Repository for serverless microservices on AWS Lambda. Currently contains:
- ✅ HTTP requests with redirect handling
- ✅ HTML parsing with BeautifulSoup
- ✅ Markdown conversion with link preservation
- ✅ Image extraction with absolute URLs
- ✅ Recursive link processing with depth control
- ✅ PDF, DOCX and XLSX file processing
- ✅ Link filtering via regex patterns
- ✅ Docker/ZIP deployment
- ✅ Function URL support
- ✅ Cross-platform deployment scripts (PowerShell/Bash)
# Clone repository
git clone https://github.com/mvmendes/lambda-services.git
cd lambda-services/scrape-service
# Configure AWS credentials (if not already done)
aws configure
# Set environment variables (optional)
export AWS_PROFILE="your-profile" # Default: "default"
export AWS_REGION="sa-east-1" # Default: "us-east-1"

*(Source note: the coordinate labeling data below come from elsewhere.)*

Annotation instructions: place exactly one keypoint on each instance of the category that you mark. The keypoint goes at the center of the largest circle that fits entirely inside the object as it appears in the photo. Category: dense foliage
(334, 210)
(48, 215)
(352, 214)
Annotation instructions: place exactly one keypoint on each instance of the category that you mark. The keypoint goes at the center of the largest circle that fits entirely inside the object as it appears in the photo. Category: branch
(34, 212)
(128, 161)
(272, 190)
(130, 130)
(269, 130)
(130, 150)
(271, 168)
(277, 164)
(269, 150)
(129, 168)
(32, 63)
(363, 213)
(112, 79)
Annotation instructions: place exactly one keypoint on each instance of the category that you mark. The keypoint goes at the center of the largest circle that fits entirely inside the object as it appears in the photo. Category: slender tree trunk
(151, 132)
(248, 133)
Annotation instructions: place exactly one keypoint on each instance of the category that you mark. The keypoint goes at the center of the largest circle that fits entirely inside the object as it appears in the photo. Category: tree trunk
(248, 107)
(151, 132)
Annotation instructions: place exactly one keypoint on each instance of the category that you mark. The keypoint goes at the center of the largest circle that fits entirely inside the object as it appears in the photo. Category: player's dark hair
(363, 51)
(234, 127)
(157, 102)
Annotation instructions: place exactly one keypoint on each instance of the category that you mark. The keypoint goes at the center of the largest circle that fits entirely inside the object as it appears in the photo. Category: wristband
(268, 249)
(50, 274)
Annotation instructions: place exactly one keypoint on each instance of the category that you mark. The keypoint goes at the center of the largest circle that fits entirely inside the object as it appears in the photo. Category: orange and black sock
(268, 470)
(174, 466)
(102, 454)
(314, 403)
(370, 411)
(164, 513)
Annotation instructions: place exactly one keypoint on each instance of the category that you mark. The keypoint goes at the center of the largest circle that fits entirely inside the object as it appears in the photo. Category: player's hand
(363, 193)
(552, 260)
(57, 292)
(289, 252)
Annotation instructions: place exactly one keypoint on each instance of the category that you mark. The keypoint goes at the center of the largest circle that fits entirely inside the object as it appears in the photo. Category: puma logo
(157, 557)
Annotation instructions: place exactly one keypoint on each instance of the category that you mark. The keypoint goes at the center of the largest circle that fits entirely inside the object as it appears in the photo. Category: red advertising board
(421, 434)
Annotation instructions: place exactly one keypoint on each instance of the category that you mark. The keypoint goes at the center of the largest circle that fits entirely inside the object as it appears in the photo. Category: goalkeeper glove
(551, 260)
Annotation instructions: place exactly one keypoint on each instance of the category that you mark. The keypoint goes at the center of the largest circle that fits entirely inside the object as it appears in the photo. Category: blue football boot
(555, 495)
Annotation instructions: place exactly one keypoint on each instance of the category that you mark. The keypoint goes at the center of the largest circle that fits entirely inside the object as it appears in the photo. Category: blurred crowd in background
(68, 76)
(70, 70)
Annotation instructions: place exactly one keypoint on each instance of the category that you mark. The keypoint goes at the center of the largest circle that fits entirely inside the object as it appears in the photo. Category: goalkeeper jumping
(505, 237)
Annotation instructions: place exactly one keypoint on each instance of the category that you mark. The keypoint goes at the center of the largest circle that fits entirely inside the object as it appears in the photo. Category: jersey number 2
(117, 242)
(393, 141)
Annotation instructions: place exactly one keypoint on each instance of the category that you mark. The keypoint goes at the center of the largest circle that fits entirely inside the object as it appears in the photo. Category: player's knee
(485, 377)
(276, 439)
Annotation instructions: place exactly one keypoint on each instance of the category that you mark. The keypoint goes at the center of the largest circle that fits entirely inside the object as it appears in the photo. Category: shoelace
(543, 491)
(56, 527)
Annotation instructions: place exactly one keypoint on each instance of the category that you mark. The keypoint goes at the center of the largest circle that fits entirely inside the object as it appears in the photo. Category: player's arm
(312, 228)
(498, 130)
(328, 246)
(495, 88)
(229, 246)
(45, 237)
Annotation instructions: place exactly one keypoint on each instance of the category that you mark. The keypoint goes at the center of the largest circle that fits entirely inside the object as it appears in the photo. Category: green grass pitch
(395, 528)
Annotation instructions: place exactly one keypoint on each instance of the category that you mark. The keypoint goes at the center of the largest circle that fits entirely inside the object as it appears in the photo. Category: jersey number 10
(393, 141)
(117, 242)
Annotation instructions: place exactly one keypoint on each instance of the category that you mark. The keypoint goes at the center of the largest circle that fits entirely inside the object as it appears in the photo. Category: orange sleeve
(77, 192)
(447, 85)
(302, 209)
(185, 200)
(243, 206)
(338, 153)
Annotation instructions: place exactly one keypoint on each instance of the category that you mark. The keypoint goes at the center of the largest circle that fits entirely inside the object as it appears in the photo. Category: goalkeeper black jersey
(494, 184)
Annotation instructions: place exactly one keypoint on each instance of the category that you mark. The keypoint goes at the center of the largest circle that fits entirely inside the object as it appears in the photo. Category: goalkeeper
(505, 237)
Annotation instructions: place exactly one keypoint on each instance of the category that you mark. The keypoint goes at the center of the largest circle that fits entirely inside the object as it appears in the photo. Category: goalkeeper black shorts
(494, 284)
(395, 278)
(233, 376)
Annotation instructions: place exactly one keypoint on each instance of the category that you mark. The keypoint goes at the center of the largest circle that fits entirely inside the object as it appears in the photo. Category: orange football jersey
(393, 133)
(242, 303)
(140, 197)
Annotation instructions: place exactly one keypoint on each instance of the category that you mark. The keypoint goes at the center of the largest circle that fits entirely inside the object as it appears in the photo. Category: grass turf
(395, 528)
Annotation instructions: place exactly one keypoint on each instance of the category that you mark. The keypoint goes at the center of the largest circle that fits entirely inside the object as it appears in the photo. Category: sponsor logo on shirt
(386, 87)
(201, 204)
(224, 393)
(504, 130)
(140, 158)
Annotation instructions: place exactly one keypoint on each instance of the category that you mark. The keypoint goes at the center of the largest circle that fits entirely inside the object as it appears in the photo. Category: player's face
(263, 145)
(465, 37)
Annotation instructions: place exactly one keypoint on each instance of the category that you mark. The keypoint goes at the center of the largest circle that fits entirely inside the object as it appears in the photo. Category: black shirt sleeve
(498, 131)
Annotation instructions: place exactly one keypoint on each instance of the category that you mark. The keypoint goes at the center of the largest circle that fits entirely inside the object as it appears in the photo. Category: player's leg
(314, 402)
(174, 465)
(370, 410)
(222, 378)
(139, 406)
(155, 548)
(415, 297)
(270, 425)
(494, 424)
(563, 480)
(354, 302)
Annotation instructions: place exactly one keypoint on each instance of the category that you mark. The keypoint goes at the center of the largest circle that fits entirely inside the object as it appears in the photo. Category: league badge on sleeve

export LAMBDA_FUNCTION="ScrapeService"
# Deploy (Linux/MacOS)
chmod +x build_and_deploy.sh
./build_and_deploy.sh
# OR Deploy (Windows PowerShell)
Set-ExecutionPolicy -ExecutionPolicy RemoteSigned -Scope CurrentUser
.\build_and_deploy.ps1
scrape-service/
├── src/ # Core source code
│ └── scrape_lambda.py # Lambda handler
├── test/ # Automated tests
├── Dockerfile # Container config
├── build_and_deploy.sh # Linux/MacOS deployment
├── build_and_deploy.ps1 # Windows deployment
├── requirements.txt # Python dependencies
└── README.md # Service documentation
- AWS Lambda - Serverless execution
- Python 3.12 - Core logic
- Docker - Container packaging
- BeautifulSoup - HTML parsing
- Pytest - Automated testing
- PowerShell/Bash - Cross-platform deployment
Each service directory contains:
- Source code
- Cross-platform deployment scripts
- Dockerfile for container deployment
- Service-specific documentation
- Unit tests
- Requirements file
The deployment user needs these permissions:
{
"Version": "2012-10-17",
"Statement": [
{
"Effect": "Allow",
"Action": [
"lambda:CreateFunction",
"lambda:UpdateFunctionCode",
"lambda:GetFunction",
"lambda:CreateFunctionUrlConfig",
"lambda:AddPermission",
"logs:CreateLogGroup",
"logs:CreateLogStream",
"logs:PutLogEvents"
],
"Resource": [
"arn:aws:lambda:*:*:function:ScrapeService*",
"arn:aws:logs:*:*:log-group:/aws/lambda/ScrapeService*"
]
},
{
"Effect": "Allow",
"Action": [
"iam:PassRole",
"iam:CreateRole",
"iam:GetRole",
"iam:AttachRolePolicy"
],
"Resource": "arn:aws:iam::*:role/lambda-scrape-service-role"
}
]
}
- Fork repository
- Create feature branch (
git checkout -b feature/fooBar
) - Commit changes (
git commit -am 'Add fooBar'
) - Push branch (
git push origin feature/fooBar
) - Open Pull Request
MIT License - See LICENSE
Next Steps: Ready to add new microservices following the same structure.